Optimize Bricks



In this post, I am going to talk about an optimization I made in the GC to reduce tail latency.

Scenario

One of our customers reported that occassionally, they are observing gen 1 GC taking longer time than usual. Usually, their gen 1 GC takes around 4 milliseconds, but once in a while it could be as long as 15 milliseconds, and this is getting into their tail latencies measurements.

Customer analysis

By collecting profiles, they indicated that the method find_first_object is taking 70% of time when we hit a long gen 1 GC, indicating that we are spending a lot of time trying to find the objects given the interior pointers.

Too many interior pointers?

My first reaction is that there could be two reasons, either we have a lot of interior pointers, or searching for interior pointers is time consuming in some cases. Since PerfView profiles does not provide call counts, I instrumented the GC to log the number of calls to find_first_object.

Turn out in both the usual and the long gen 1 GC, we have more or less the same number of interior pointers, so we are not hitting a scenario where we have too many interior pointers. It has to be the case that processing interior pointers is slow in a particular case.

Loop counts

There are two loops in the find_first_object function. The first loop walk backwards to find a brick, and the next loop walks forward to find the object. Apparently the second loop is going to spend much more time because a brick may contains many objects. So I instrumented the GC again to log two things - sum of the number of objects and sum of the number of object squared.

With the sums, we can compute the average and the standard deviation of the number of objects (across different find_first_object calls within the same GC). This time around the result is expected. In the long GC case, the average number of objects is high while it is low in the usual case. Surprisingly, we have a huge standard deviation in the long GC case (so big that the sum of square overflows a 64 bit integer). That high standard deviation indicates the distribution is very skewed. Maybe it is just one object with huge object count?

The self healing property

Turn out when we find_first_object, the code can build the brick table if the brick is walked. So if we had a case where the bricks are not built, the brick will be built after 1 bad call, that explains why we have a high standard deviation. It is just that we have a case where the bricks are not available.

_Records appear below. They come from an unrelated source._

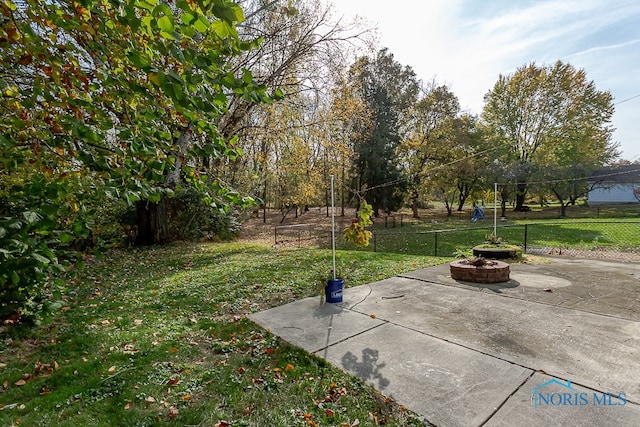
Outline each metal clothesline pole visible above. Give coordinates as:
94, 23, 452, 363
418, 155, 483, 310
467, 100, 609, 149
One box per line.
493, 182, 498, 237
331, 175, 336, 280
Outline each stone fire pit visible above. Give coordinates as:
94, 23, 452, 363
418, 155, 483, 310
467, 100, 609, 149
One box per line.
449, 258, 509, 283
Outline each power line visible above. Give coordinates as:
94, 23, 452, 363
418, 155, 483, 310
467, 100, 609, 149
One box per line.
613, 93, 640, 105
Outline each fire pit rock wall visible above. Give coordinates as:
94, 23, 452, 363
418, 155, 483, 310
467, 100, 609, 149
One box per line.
449, 260, 509, 283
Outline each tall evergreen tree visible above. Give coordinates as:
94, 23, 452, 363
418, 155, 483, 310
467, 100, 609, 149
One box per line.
351, 49, 418, 216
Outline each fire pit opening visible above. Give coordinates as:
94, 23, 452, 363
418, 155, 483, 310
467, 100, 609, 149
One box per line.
449, 257, 509, 283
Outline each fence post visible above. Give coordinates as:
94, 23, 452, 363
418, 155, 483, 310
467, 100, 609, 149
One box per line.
433, 231, 438, 256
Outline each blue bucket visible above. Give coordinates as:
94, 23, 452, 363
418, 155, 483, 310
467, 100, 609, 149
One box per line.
324, 279, 344, 303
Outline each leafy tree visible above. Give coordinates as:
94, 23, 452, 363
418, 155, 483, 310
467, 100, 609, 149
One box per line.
0, 0, 269, 318
350, 49, 418, 216
483, 61, 615, 210
211, 0, 363, 210
400, 82, 460, 218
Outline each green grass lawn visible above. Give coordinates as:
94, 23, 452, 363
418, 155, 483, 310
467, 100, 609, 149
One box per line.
0, 243, 445, 426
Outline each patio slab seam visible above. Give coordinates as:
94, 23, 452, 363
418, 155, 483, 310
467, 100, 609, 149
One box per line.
396, 274, 640, 323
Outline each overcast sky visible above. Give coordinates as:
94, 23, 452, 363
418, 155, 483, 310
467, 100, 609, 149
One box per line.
327, 0, 640, 160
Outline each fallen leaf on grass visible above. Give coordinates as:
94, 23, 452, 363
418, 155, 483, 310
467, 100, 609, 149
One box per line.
169, 406, 180, 418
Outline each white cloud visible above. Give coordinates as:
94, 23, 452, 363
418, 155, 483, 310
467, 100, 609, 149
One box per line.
333, 0, 640, 158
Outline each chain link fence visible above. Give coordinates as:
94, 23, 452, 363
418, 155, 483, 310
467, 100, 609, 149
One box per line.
372, 219, 640, 261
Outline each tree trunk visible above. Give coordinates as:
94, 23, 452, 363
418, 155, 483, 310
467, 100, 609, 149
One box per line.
411, 190, 420, 218
136, 196, 170, 246
513, 182, 527, 212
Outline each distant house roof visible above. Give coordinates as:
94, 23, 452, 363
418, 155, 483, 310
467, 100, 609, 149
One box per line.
588, 165, 640, 186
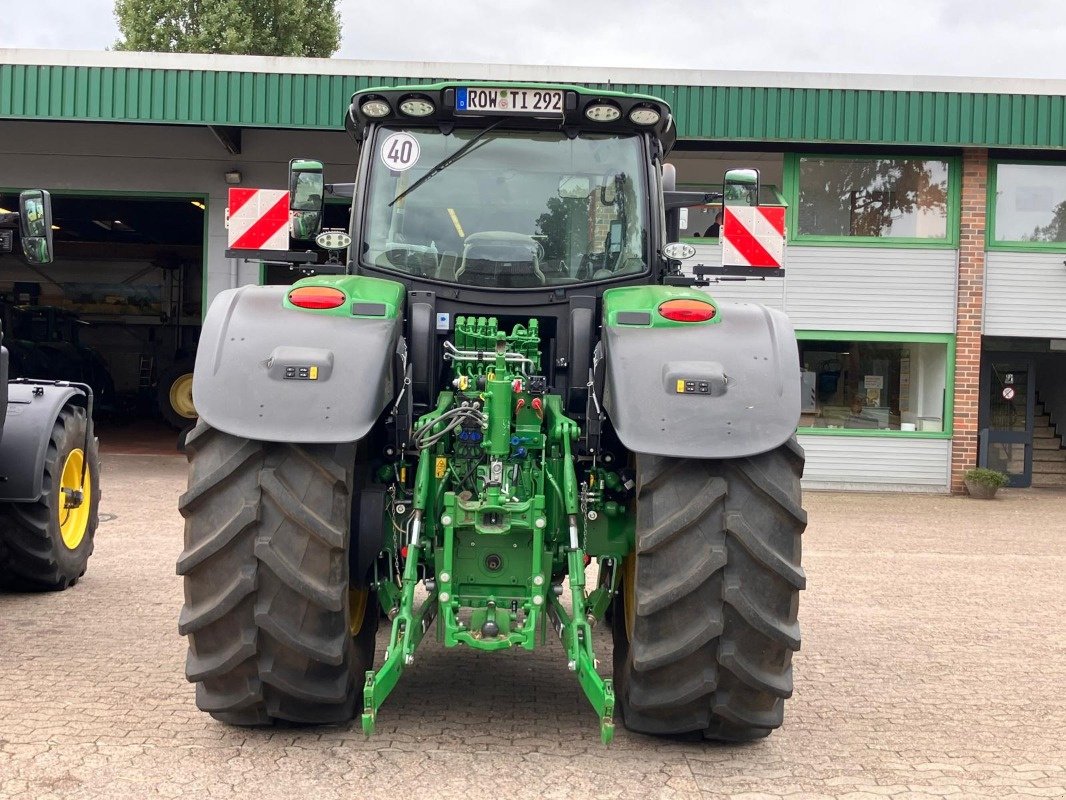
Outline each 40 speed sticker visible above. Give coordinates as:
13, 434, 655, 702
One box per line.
382, 132, 421, 172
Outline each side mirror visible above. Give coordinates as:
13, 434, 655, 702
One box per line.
723, 170, 759, 206
18, 189, 52, 263
289, 159, 325, 240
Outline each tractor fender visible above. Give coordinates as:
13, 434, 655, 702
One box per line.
0, 382, 85, 502
193, 286, 401, 444
603, 296, 800, 459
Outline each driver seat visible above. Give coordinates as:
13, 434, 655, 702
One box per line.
455, 230, 548, 289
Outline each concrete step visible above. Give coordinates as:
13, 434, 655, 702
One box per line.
1033, 475, 1066, 489
1033, 461, 1066, 478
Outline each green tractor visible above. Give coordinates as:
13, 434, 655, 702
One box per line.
178, 82, 806, 742
0, 190, 100, 591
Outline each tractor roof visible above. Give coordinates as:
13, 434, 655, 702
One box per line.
344, 81, 677, 154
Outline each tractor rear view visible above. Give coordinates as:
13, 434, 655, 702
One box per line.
0, 190, 100, 591
178, 83, 806, 742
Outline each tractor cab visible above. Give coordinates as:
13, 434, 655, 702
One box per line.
291, 83, 741, 298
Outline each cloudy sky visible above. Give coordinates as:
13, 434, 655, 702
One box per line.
6, 0, 1066, 79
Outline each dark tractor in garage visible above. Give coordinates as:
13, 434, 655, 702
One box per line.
0, 190, 100, 591
178, 83, 806, 742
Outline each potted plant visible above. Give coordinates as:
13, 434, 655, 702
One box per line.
963, 467, 1011, 500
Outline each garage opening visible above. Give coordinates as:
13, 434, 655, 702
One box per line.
0, 192, 207, 452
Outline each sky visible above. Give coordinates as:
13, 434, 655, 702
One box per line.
6, 0, 1066, 79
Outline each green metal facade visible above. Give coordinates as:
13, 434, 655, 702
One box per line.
0, 64, 1066, 149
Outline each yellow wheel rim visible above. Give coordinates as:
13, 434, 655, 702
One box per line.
56, 447, 93, 550
621, 554, 636, 641
171, 372, 197, 419
348, 589, 370, 637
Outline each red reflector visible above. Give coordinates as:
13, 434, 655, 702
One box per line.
659, 300, 716, 322
289, 286, 346, 308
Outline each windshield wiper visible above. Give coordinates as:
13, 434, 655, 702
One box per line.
389, 116, 507, 208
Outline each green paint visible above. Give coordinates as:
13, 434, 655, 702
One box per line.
362, 315, 618, 742
0, 64, 1066, 149
603, 286, 722, 327
282, 275, 406, 319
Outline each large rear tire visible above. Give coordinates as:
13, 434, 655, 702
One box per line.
0, 405, 100, 592
613, 438, 807, 741
178, 420, 377, 725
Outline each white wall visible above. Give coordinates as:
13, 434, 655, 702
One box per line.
0, 121, 355, 309
800, 435, 951, 492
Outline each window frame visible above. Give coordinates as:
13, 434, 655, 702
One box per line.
796, 331, 955, 439
782, 153, 963, 250
985, 158, 1066, 253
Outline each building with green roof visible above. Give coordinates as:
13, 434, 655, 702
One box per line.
0, 50, 1066, 492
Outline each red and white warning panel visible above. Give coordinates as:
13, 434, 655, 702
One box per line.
226, 188, 289, 250
722, 206, 785, 270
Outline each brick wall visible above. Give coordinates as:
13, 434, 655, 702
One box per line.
951, 149, 988, 493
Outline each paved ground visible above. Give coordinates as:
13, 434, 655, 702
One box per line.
0, 455, 1066, 800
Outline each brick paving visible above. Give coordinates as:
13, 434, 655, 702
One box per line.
0, 455, 1066, 800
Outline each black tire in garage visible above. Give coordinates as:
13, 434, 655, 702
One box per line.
0, 405, 100, 591
613, 437, 807, 741
178, 420, 377, 725
156, 358, 197, 431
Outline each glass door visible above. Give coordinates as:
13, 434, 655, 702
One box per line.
978, 353, 1036, 486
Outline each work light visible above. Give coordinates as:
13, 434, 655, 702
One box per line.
585, 102, 621, 123
359, 98, 391, 117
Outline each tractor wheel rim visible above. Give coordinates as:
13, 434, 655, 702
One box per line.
171, 372, 196, 419
348, 589, 370, 638
55, 447, 93, 550
621, 553, 636, 641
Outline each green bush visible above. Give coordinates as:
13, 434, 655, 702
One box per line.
963, 467, 1011, 489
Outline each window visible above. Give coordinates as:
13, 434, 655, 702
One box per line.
800, 333, 954, 434
989, 163, 1066, 246
793, 156, 956, 242
361, 127, 648, 289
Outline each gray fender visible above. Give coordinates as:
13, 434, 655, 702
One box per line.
603, 302, 800, 459
193, 286, 400, 443
0, 383, 85, 502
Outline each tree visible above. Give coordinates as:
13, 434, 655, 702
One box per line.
115, 0, 340, 58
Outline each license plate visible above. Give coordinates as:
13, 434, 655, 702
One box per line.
455, 86, 563, 116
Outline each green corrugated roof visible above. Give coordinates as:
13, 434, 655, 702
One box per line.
0, 64, 1066, 149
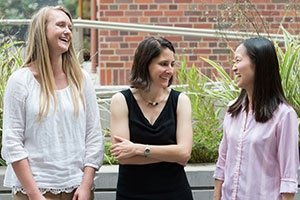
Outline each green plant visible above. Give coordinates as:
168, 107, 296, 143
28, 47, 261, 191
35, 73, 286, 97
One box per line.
178, 28, 300, 162
275, 27, 300, 118
0, 40, 22, 165
177, 58, 235, 163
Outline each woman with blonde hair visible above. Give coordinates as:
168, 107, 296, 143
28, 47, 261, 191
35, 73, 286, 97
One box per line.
1, 7, 103, 200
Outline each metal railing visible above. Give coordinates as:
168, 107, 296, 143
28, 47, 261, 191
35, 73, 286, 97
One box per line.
0, 19, 283, 41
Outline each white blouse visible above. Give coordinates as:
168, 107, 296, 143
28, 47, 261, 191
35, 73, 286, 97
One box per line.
1, 67, 103, 194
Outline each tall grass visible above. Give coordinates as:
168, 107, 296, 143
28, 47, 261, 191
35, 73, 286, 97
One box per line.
0, 40, 22, 165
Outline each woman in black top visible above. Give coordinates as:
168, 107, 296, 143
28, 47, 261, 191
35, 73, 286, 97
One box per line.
111, 37, 193, 200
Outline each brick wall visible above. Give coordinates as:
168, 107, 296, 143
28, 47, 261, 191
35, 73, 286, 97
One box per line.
97, 0, 300, 85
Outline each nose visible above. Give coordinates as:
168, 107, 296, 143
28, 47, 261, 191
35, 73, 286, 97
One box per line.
64, 26, 72, 34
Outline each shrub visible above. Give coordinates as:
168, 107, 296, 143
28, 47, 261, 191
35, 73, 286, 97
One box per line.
0, 39, 22, 165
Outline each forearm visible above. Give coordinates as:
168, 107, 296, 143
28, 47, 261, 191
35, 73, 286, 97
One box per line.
12, 159, 42, 199
214, 179, 224, 200
118, 156, 161, 165
281, 193, 295, 200
112, 141, 190, 165
81, 166, 96, 190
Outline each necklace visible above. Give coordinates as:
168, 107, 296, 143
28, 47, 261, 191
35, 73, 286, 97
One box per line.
140, 90, 168, 107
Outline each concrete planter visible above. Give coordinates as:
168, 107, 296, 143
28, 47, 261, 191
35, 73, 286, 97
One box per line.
0, 164, 300, 200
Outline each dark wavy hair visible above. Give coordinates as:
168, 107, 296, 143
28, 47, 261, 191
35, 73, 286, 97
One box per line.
228, 37, 287, 123
129, 36, 175, 89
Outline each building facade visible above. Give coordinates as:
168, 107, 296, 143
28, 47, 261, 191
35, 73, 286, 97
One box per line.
94, 0, 300, 85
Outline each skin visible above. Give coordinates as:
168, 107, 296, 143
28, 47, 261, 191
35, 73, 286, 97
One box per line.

The interesting case revealed

With some statistics available, we have some idea with the unusual number of iterations in the loop. So we can instrument the build again to capture that case. Logging indicates that it is always finding a gen 0 object, and the bricks for the whole gen 0 is not availble. That indicates to me that it might be the case where we cleared the gen 0 bricks.

In the code, there is a convenient way to clear the gen 0 bricks by setting gen0_bricks_cleared to false. So the next question is why did we set it.

Who cleared my bricks?

There are only a few places where the brick are cleared, so it is relatively straightforward to record the reason by setting an integer variable and log them. The logging indicates that we cleared the bricks before we conclude the background_mark_phase and then once again after the background_mark_phase completes. In the former case, the code clears the bricks right away, but in the latter case, background_ephemeral_sweep is going to build the bricks right away, but not until we hit the next find_first_object call then we will clear them, so it looks weird to me why we would want to build the bricks just to clear it later.

Turn out that was not needed, and therefore I eliminated the second clearing.

Experiment results

Before the change, we used to hit the long gen 1 GC within first 20 minutes of running the performance test. After the change, we are not observing it in 6 hours. This gives us some good confidence that this optimization fixed the issue.

Conclusion

This conclude my experience with optimizing the GC for a particular problem. Instrumentation played an important role in nailing this issue. This is possible only because we can reproduce the issue with instrumented build. Special thanks to our customer who worked on arranging this.